The surgeon will cut the gum tissue where the back teeth used to be. The tissue is raised, exposing the bone. A small, oval window is opened in the bone. The sinus lining which is attached to the bone separates the sinus from the jaw. This lining is gently pushed up and away from the jaw.
Granules of biomaterial material are then packed into the space where the sinus was. The amount of material used will vary, but usually several millimetres of height is added above the jaw.
Once the material is in place, the wound is closed with stitches. The implants will be placed four to six months later. This allows time for the grafted material to mesh with your bone. If there is sufficient bone present to facilitate stability of the implants, the implants can be placed simultaneous to sinus grafting, reducing the need for multiple surgeries.
Following the procedure, you may have some swelling in the area. You may experience bleeding from your mouth or nose. It is extremely important that you do not blow your nose or sneeze forcefully for a period of 2 weeks. Either one could cause the biomaterial to move, and loosen the stitches.

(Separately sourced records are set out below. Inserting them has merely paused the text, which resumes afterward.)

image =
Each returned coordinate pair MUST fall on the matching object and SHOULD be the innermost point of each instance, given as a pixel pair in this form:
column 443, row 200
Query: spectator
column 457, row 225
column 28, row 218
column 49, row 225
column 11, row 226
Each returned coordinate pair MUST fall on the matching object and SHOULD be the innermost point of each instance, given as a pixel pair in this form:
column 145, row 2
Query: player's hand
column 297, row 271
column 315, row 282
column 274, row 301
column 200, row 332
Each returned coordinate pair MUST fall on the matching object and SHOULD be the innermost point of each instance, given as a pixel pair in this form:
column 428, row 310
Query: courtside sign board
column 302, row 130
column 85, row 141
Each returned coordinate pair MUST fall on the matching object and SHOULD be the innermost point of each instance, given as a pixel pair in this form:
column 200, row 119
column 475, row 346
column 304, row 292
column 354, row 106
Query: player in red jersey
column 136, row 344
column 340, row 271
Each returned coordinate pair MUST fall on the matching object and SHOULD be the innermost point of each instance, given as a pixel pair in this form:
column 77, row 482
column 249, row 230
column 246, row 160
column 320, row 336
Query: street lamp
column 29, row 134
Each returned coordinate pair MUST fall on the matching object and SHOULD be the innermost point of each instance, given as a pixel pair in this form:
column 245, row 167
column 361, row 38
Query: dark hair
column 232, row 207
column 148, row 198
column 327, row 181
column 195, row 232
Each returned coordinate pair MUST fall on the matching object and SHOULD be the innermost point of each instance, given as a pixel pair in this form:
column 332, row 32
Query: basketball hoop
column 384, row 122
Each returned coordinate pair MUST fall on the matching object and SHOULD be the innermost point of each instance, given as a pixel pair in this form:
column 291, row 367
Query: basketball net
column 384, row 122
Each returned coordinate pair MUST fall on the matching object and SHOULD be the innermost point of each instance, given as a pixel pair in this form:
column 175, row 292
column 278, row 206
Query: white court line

You will be given pain medicine, an antibiotic and an antimicrobial mouthwash to help prevent infection. Most patients have only a little discomfort after a sinus graft procedure.
You will see the dentist after 7 to 10 days. They will evaluate the surgical site and remove stitches. You might be asked to return a few more times to make sure the area is healing properly.
After a sinus graft, you'll need to wait several months for the material to be replaced by bone and integrate with your jaw. Depending on the grafting material used, implants may be placed in four to nine months.
Proteins called ‘plasma rich growth factors’ help the new bone harden
faster. Platelet rich plasma, which contains the growth factors, is
taken from your blood before surgery and mixed with the graft that is
placed into your sinus. PRGF is a state-of-the-art and natural way of
speeding up your body's ability to heal.
The main risk is that the sinus lining could be punctured or torn. If the lining is torn during the procedure, the dental surgeon will either stitch the sinus tear or place a patch over it. If the repair is not successful, the dental surgeon may stop the procedure and allow the perforation time to heal.
The dentist can redo the sinus graft once the lining has healed. This usually takes a few weeks. A healed sinus lining tends to be thicker and stronger which means a second attempt at a sinus lift is likely to be successful. However, other factors also affect success.
Infection is a risk of any surgical procedure. However this rarely occurs after sinus grafts.
On rare occasions the existing bone does not integrate with the biomaterial material, and the grafted area does not develop a blood supply. If this happens, any implants placed in this area will fail because there is no live bone for them to attach to. If this happens you may opt to have the sinus graft procedure repeated.